Threading Building Blocks (TBB)
Intel Threading Building Blocks (TBB)—now commonly branded as oneTBB—is a C++ library for task-based parallel programming developed by Intel. It helps developers efficiently use multi-core processors without manually managing threads. The library consists of data structures and algorithms that allow a programmer to avoid some complications arising from the use of native threading packages such as POSIX threads, Windows threads, or the portable Boost Threads in which individual threads of execution are created, synchronized, and terminated manually. Instead the library abstracts access to the multiple processors by allowing the operations to be treated as "tasks", which are allocated to individual cores dynamically by the library's run-time engine, and by automating efficient use of the CPU cache. A TBB program creates, synchronizes and destroys graphs of dependent tasks according to algorithms, i.e. high-level parallel programming paradigms (a.k.a. Algorithmic Skeletons). Tasks are then executed respecting graph dependencies. This approach groups TBB in a family of solutions for parallel programming aiming to decouple the programming from the particulars of the underlying machine.
Why do we use TBB?
TBB is used to:
• Simplify parallel programming
• Improve performance on multi-core CPUs
• Avoid manual thread creation and synchronization
• Build scalable applications
When should you use TBB?
Use TBB when:
• You are writing performance-critical C++ applications
• Your workload can be broken into independent tasks
• You need better scalability than simple threading
Typical use cases:
• Game engines
• Scientific computing
• Image/video processing
• Financial modeling
• High-performance computing (HPC)
Key Features
1. Task-Based Parallelism
Instead of managing threads, you define tasks: TBB schedules and balances them dynamically
2. Parallel Algorithms
Built-in parallel versions of common patterns:
tbb::parallel_for(0, N, [](int i) {
// work in parallel
});
3. Work Stealing Scheduler
Idle threads “steal” tasks from busy ones
Improves CPU utilization and scalability
4. Scalable Memory Allocator
Optimized memory management for multithreaded programs
5. Concurrent Containers
Thread-safe data structures:
• concurrent_vector
• concurrent_hash_map
Key Components
• parallel_for, parallel_reduce
• Task scheduler
• Task groups
• Concurrent containers
• Memory allocator
Advantages
• High performance and scalability
• Automatic load balancing (work stealing)

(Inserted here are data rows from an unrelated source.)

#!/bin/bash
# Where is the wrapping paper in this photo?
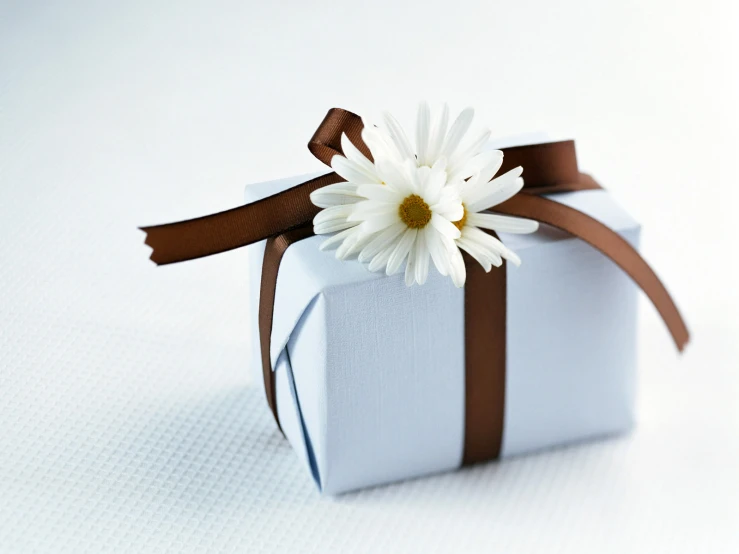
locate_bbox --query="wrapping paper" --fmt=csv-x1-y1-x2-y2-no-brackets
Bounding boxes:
246,171,640,494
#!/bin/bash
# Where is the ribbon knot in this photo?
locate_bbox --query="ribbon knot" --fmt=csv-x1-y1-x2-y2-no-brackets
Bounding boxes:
141,108,689,351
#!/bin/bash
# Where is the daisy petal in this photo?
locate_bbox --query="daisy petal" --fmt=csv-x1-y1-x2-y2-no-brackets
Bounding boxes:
414,227,429,285
416,102,431,165
359,223,407,262
467,167,523,212
464,227,521,266
426,104,449,162
449,129,490,179
446,238,467,288
353,208,400,233
331,156,377,185
383,112,415,161
367,246,395,271
431,213,462,239
313,220,357,235
424,226,449,276
318,227,357,250
441,108,475,158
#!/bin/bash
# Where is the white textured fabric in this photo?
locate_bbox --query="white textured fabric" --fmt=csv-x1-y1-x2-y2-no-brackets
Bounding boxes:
245,176,640,494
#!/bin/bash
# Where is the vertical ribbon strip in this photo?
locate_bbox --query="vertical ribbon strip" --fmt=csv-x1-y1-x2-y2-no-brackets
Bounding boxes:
142,108,689,464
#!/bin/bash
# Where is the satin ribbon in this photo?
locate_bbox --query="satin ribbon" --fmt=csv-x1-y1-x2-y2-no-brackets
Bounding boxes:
141,108,689,464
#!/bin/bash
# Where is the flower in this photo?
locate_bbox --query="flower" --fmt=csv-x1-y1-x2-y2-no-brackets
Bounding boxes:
454,150,539,282
311,103,537,287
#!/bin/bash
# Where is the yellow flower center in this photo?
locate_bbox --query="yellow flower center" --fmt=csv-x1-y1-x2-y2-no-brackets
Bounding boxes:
398,194,431,229
452,204,467,231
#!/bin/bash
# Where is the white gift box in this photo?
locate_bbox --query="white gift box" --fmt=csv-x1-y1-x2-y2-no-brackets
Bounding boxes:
246,170,640,494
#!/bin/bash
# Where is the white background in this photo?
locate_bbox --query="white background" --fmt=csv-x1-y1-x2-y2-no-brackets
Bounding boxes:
0,0,739,553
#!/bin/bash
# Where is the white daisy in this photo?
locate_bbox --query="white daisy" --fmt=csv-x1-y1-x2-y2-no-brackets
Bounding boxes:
347,156,464,285
454,150,539,278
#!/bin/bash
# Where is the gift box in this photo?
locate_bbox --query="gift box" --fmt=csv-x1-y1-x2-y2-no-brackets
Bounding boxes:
143,105,689,495
246,167,640,494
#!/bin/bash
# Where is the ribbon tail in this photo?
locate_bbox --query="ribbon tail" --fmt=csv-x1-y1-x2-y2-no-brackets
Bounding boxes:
495,194,690,352
140,173,343,265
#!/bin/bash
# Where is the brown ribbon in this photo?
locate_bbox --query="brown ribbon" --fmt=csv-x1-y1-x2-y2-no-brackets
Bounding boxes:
142,108,689,464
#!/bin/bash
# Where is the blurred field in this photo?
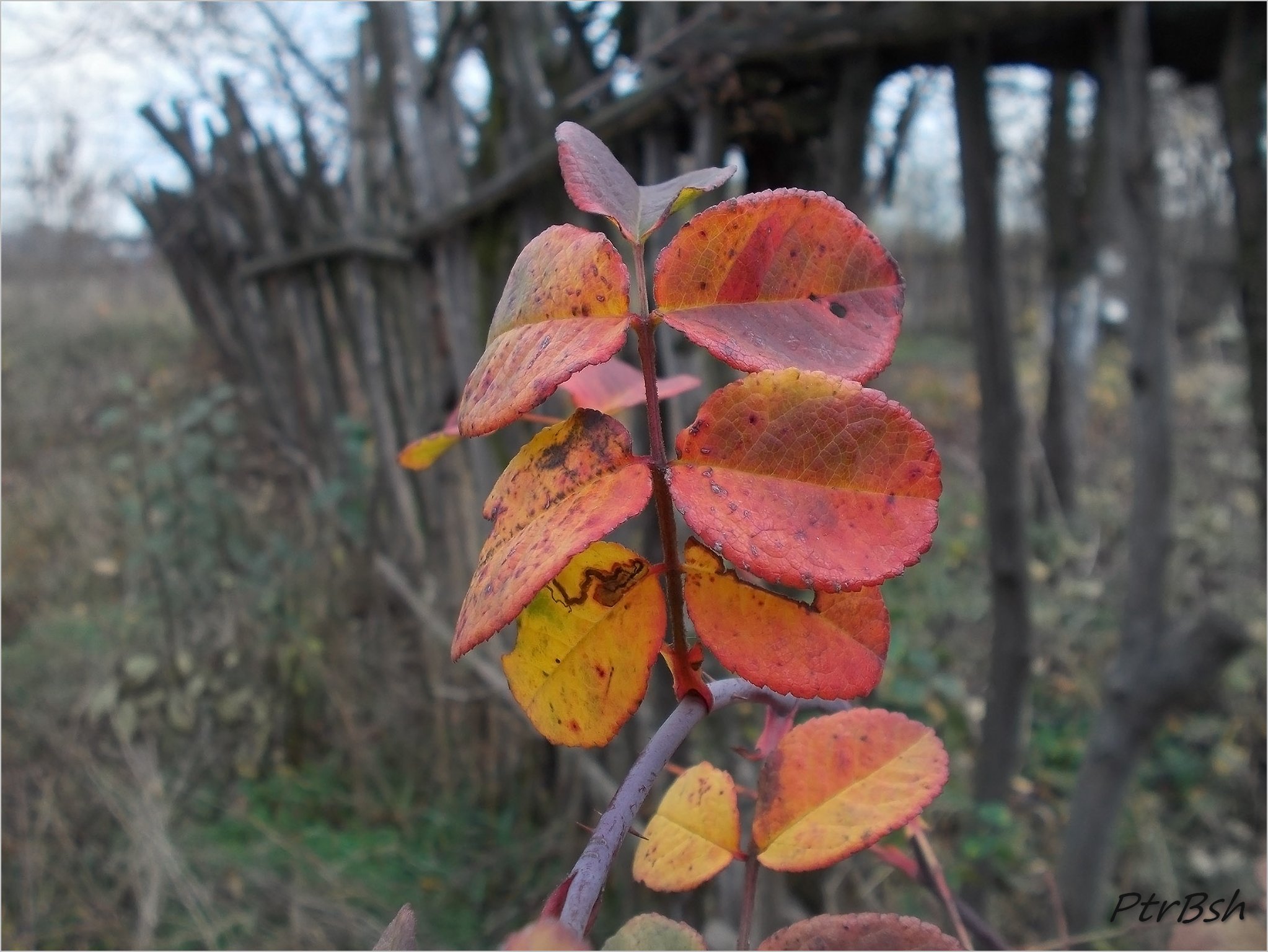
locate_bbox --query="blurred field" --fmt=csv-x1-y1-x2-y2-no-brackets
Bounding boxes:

• Portable across platforms
• No need to manage threads manually
• More flexible than OpenMP in complex scenarios
Disadvantages
• Learning curve for task-based thinking
• More complex than OpenMP for simple cases
• Requires external library setup
• Debugging parallel tasks can be tricky
More details about TBB
Intel® Threading Building Blocks (Intel® TBB) lets you easily write parallel C++ programs that take full advantage of multicore performance, that are portable and composable, and that have future-proof scalability. Intel® Threading Building Blocks (Intel® TBB) 4.2 is a widely used, award-winning C and C++ library for creating high performance, scalable parallel applications.
TBB is a collection of components for parallel programming:
• Basic algorithms: parallel_for, parallel_reduce, parallel_scan
• Advanced algorithms: parallel_while, parallel_do, parallel_pipeline, parallel_sort
• Containers: concurrent_queue, concurrent_priority_queue, concurrent_vector, concurrent_hash_map
• Scalable memory allocation: scalable_malloc, scalable_free, scalable_realloc, scalable_calloc, scalable_allocator, cache_aligned_allocator
• Mutual exclusion: mutex, spin_mutex, queuing_mutex, spin_rw_mutex, queuing_rw_mutex, recursive_mutex
• Atomic operations: fetch_and_add, fetch_and_increment, fetch_and_decrement, compare_and_swap, fetch_and_store
• Timing: portable fine grained global time stamp
• Task Scheduler: direct access to control the creation and activation of tasks
TBB implements task stealing to balance a parallel workload across available processing cores in order to increase core utilization and therefore scaling. The TBB task stealing model is similar to the work stealing model applied in Cilk. Initially, the workload is evenly divided among the available processor cores. If one core completes its work while other cores still have a significant amount of work in their queue, TBB reassigns some of the work from one of the busy cores to the idle core. This dynamic capability decouples the programmer from the machine, allowing applications written using the library to scale to utilize the available processing cores with no changes to the source code or the executable program file.